Elephant Tree + Lowrider - The Long Forever
Chronique CD album (44:12)
- Style
Stoner cosmique - Label(s)
Blues funeral - Date de sortie
25 octobre 2024 - écouter via bandcamp
Je dois avouer avoir toujours éprouvé certaines réserves et interrogations au sujet des split albums, ces projets réunissant 2 groupes qui se partagent l'espace, deviennent colocs en plaçant chacun une part peu ou prou égale de titres sur ledit espace, et qui laissent l'impression de coupler 2 EP's, à défaut de pouvoir sortir individuellement un nouveau LP. Une certaine façon de fournir de la came malgré tout à un public en manque, celui-ci se retournant les ongles et se mordant les paupières dans l'attente d'un nouvel opus. Afin de ne pas rester dans une certaine forme de mauvaise foi, force est d'admettre que bien souvent, les 2 groupes en question partagent des affinités, le même univers, et a fortiori, le même auditoire, ce qui, en général, ravit ce dernier de pouvoir jouir de nouvelles créations de 2 de ses artistes préférés, comme d'une sorte de promotion exceptionnelle exposée en rayons chez l'épicier du coin. Alors, quand un monstre sacré du stoner comme Lowrider, qui avait déjà effectué un retour sur scène tonitruant avec un bijou (Refractions) 20 ans après son mythique Ode to Io s'associe à Elephant Tree, groupe qui n'avait rien sorti depuis son chef d'oeuvre Habits, mêlant stoner contemplatif, americana mélancolique, doom psychédélique et sludge éthéré, on ne peut que se griffer jusqu'au sang la peau des aisselles en faisant des bulles avec sa bave qui mousse entre les gencives. Ou, si on s'avère moins addict, se contenter de danser nu, le corps enduit de beurre de cacahuète. Ceci dit, l'un n'empêche pas l'autre. Mais on s'égare...

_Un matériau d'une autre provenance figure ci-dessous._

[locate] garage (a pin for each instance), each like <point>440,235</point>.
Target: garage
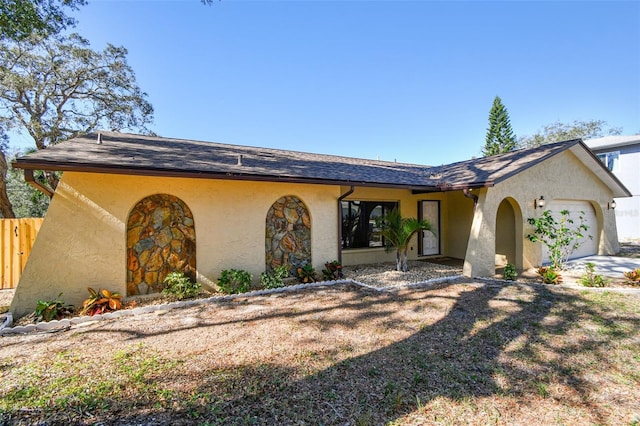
<point>576,208</point>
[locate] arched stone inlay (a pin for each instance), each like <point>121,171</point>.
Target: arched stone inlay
<point>161,238</point>
<point>288,234</point>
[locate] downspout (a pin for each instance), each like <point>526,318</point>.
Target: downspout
<point>467,193</point>
<point>31,180</point>
<point>342,197</point>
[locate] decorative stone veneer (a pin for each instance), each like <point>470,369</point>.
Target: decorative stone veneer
<point>288,234</point>
<point>161,238</point>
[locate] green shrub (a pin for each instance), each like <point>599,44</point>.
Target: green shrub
<point>562,236</point>
<point>47,310</point>
<point>274,279</point>
<point>590,278</point>
<point>234,281</point>
<point>549,275</point>
<point>510,273</point>
<point>307,274</point>
<point>332,271</point>
<point>179,285</point>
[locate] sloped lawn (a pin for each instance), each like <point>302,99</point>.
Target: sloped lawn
<point>465,352</point>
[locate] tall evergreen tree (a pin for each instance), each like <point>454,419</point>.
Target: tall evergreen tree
<point>500,137</point>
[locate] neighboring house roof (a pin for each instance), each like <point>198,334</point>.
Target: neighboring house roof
<point>157,156</point>
<point>612,142</point>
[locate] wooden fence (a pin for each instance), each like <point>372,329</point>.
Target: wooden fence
<point>16,239</point>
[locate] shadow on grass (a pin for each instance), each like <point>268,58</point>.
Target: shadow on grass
<point>475,349</point>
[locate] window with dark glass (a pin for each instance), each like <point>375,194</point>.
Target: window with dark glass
<point>359,222</point>
<point>610,159</point>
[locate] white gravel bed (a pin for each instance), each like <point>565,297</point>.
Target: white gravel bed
<point>381,275</point>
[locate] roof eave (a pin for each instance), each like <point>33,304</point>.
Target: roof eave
<point>160,172</point>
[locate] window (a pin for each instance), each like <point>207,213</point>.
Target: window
<point>610,159</point>
<point>359,222</point>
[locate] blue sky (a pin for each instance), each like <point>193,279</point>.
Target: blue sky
<point>411,81</point>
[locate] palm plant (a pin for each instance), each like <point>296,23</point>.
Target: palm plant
<point>397,232</point>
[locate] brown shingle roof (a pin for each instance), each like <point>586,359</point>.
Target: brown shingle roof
<point>158,156</point>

Sur le papier, tous les astres s'alignent pour espérer un résultat qui peut marquer les mémoires. Les astres, à l'instar de celui de l'artwork, noir, fendu, blessé. Les 2 dernières bombes de chacun des groupes datent de la même année, les étoiles semblent donc propulser les 2 formations dans la même direction, et ici, vers un point de convergence qu'on constate à l'écoute de l'album. Spoiler alert : l'entreprise se solde par une réussite probante. Si le titre de l'album se réfère davantage à l'histoire d'Elephant Tree (le "long pour toujours" parle du coma dans lequel a été plongé son chanteur suite à un accident de vélo), son contenu parvient à présenter une cohérence d'ensemble tout en exploitant la personnalité de chaque protagoniste dans un exercice d'équilibriste parfaitement maîtrisé. En clair, Lowrider se montre plus complexe, moins direct, plus progressif qu'à l'accoutumée, tandis qu'Elephant Tree garde son sens du détour tout en gagnant en lourdeur.
Les connoisseurs trouvent leurs repères d'entrée de jeu avec un titre d'ouverture court, bondissant sur ses riffs entraînants et ses lignes vocales entêtantes servies par une basse présente comme jamais. Avant que Lowrider ne dévoile son nouveau visage, tout en psychédélisme progressif, massif et pachydermique dans sa démarche, mais sidéral dans ses vocalises, sur les 2 titres suivants. Les soli se déploient sur les rotondités de l'assise rythmique pour mieux propulser l'ensemble dans les étoiles. Elephant Tree sert le même nombre de chansons, tous naviguant dans les vapeurs cotonneuses de sombres nuages et traînant dans la lourdeur de leurs riffs. On retrouve la marque de fabrique des Anglais sur le tout dernier morceau, qui donne son nom à l'album : groove nonchalant, ligne vocale sereine, nervosité des arrangements en embuscade. Au centre, le point de rencontre s'effectue avec un 7e titre créditant les 2 groupes. In fine, on sent la courbe des émotions évoluer naturellement au fil d'un album bien pensé et exécuté qui s'écoute comme le fruit du travail d'un seul et même collectif et non comme l'assemblage de 2 univers. Ce sont là 2 comètes qui se télescopent pour engendrer une planète déjà riche de toute une vie qui palpite à l'unisson des vibrations du cosmos.